Saturday 18 May 2013

Did God have a wife?

Was God married? Was the Old Testament revised to hide evidence that God ruled alongside a heavenly queen?
These questions are in the news this week due to a flurry of stories about the alleged relationship between Yahweh and the Ancient Near Eastern fertility goddess Asherah. Drawing on ancient inscriptions that mention “Yahweh and his asherah,” some scholars (notably William Dever in Did God Have a Wife? Archaeology and Folk Religion in Ancient Israel) have in recent years posited that the ancient Israelites worshipped Asherah and other deities alongside Yahweh, the God of the Old Testament. 
Now others have taken this a step further and claimed that Yahweh’s supposed wife Asherah was later edited out of the Bible by scribes with a monotheistic agenda.These theories sound a bit shocking at first read, and most of the articles reporting on them this week spin them as a damaging blow to the Christian understanding of God and the Bible. But on closer examination, these theories don’t seriously challenge what the Old Testament tells us about ancient Israelite religion. 
That the ancient Israelites worshiped many different gods is not news to anyone who has read the Old Testament. Although God revealed himself to His people as the one and only true God (even singling out Asherah worship for condemnation), the Israelites, surrounded by other nations that worshiped many gods, constantly backslid into idolatry. This idolatry didn’t always take the form of an outright denial of God—rather than denying Yahweh, the Israelites would often start worshipping other deities (like Asherah) alongside Yahweh; or sometimes they would worship Yahweh in a way that he had expressly forbidden. Much of the Old Testament describes the forbidden worship of pagan gods like Asherah and the Baals and the failure of Israel’s leaders to outlaw such cults.
This was a recurring theme for the Biblical prophets. One of the most vivid passages in Jeremiah describes God’s amazement at Israel’s constant backsliding into idol worship, despite all that God had done for them:
This is what the LORD says:
“What fault did your ancestors find in me,
that they strayed so far from me?
They followed worthless idols
and became worthless themselves.
They did not ask, ‘Where is the LORD,
who brought us up out of Egypt
and led us through the barren wilderness,
through a land of deserts and ravines,
land of drought and utter darkness,
a land where no one travels and no one lives?’
I brought you into a fertile land
to eat its fruit and rich produce.
But you came and defiled my land
and made my inheritance detestable.
The priests did not ask,
‘Where is the LORD?’
Those who deal with the law did not know me;
the leaders rebelled against me.
The prophets prophesied by Baal,
following worthless idols.
So to the question “Did the ancient Israelites worship other gods, like Asherah, alongside Yahweh?” the answer is clear: they certainly did. But what is also clear is that the Bible repeatedly and unequivocally condemns this, describing these pagan gods as nothing more than lifeless idols.To the more controversial question “Did God have a wife?” the answer is also clear: nowhere in the Bible is this even hinted at, and people who claim this was the case must posit a conspiracy theory in which huge chunks of the Bible were retroactively rewritten to falsify the record. There is no manuscript evidence suggesting an “earlier version” of Israelite history that endorsed polytheism. Scholars continue to debate the development of Israel’s understanding of God’s uniquely revealed monotheism, but the burden of proof lies on the critics to demonstrate that this is more plausible than simply accepting the Bible text we have as genuine.
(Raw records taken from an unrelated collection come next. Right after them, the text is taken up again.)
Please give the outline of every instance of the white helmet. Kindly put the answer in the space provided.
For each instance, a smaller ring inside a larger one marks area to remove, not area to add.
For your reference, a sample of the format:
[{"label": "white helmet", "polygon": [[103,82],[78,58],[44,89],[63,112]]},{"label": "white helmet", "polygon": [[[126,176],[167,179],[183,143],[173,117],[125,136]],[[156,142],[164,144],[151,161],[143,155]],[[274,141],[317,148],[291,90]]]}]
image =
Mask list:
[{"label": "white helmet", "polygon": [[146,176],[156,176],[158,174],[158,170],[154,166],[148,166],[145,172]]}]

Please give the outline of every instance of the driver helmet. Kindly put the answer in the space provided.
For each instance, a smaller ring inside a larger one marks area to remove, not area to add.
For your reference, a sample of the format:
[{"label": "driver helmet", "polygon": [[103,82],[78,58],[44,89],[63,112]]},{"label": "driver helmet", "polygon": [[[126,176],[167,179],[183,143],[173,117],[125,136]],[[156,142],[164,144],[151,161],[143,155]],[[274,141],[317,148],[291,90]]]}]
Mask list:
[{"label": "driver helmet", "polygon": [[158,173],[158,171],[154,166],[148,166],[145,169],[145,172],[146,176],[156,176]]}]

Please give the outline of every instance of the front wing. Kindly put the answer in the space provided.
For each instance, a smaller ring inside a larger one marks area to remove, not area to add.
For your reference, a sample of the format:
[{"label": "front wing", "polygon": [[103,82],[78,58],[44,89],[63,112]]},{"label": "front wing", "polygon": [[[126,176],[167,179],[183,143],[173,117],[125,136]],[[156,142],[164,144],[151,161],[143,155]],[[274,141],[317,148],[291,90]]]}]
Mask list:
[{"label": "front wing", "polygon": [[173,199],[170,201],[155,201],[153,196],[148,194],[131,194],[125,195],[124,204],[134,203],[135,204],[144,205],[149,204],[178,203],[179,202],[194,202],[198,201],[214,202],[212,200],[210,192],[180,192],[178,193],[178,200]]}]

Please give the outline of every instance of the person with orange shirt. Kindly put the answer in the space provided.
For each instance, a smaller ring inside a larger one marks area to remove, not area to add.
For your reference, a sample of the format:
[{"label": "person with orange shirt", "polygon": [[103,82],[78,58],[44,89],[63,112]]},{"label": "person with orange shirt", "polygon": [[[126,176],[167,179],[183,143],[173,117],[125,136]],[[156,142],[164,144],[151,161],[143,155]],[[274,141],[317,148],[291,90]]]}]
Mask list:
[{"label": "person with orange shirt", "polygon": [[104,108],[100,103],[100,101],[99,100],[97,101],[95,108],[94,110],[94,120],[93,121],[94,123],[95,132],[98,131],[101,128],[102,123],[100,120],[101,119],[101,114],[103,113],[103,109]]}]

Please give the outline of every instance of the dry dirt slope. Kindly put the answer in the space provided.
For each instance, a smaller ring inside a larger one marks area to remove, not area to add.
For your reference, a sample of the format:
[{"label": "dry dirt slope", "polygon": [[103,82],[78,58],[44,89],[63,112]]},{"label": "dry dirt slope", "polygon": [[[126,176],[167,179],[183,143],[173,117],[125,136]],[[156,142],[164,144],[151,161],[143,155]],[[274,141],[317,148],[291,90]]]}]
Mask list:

But there is some nuance to this last question: the Bible clearly doesn’t teach that Yahweh had a wife, but did the ancient Israelites believe that He did? It’s not hard to imagine that some of them did. The Bible doesn’t sugarcoat the Israelites’ repeated embrace of idolatrous beliefs in contrast to the official doctrines they were taught; if the Israelites imagined Yahweh as a golden calf and set up Asherah poles in God’s temple during their flirtations with polytheism, it’s possible some of them cast Asherah as Yahweh’s divine consort as well. But whatever errant beliefs crept into Israelite folk religion, the clear and consistent teaching of the Bible is that God has neither divine rivals nor equals.